One method to identify this broad picture is by creating two line chart tables; the first chart displaying the graduates' four most important outcome measures; Employed &, Full-time study %, Higher study % and Overseas % over as a legend over the first nine years after completion and the second chart displaying the graduates' earnings using a first quartile earning, the median earning and the third quartile earning as a legend over the first nine years. This approach provides an overview of how these four outcome measures and earnings are tracking over time and the patterns of increase or decrease it is showing.
4.2 Explore which fields of study gives the most robust employment rates and how these compare across the first 9 years.
I have chosen to use the ribbon chart visual in Power BI Desktop to showcase how graduates' field of study rank and to see the shifts of the relative order over the first nine years. For example, the employment rate is ranked highest for graduates in Education (orange ribbon) and Health (blue ribbon) and this order or rank is consistent throughout the first nine years. On the other hand, employment rate for graduates in Engineering and Related Technologies are ranked third highest in the first year but eventually dropped significantly over the following years.
In addition to the employment rate, users can select other outcomes such as full-time study %, higher study %, overseas % and median earnings (NZD). Engineering and Related Technologies graduates in this study area tend to go overseas by the ninth year after graduating. Not surprisingly, the median earnings for these graduates are also one of the highest, indicating that there be more prospects overseas.
4.3 Analyse in detail graduate outcomes and earnings by field of study and other demographic factors.
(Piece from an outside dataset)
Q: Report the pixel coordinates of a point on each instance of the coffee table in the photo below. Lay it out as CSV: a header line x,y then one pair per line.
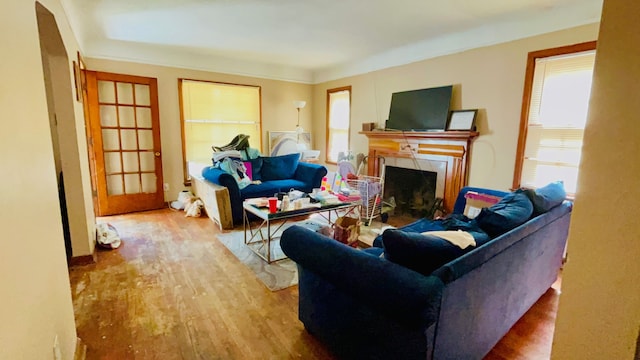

A matrix table enables side-by-side comparisons of median earnings, employment rate, and other outcome measures. This makes it easier to identify standout fields, such as high earnings in Medical Studies versus lower employment percentages in Human Welfare Studies.
This table also provides both aggregate-level insights (e.g., by broad study area) and detailed metrics for narrow study area for example Medical Studies having the highest median earnings but a relatively low higher study % compared to Nursing.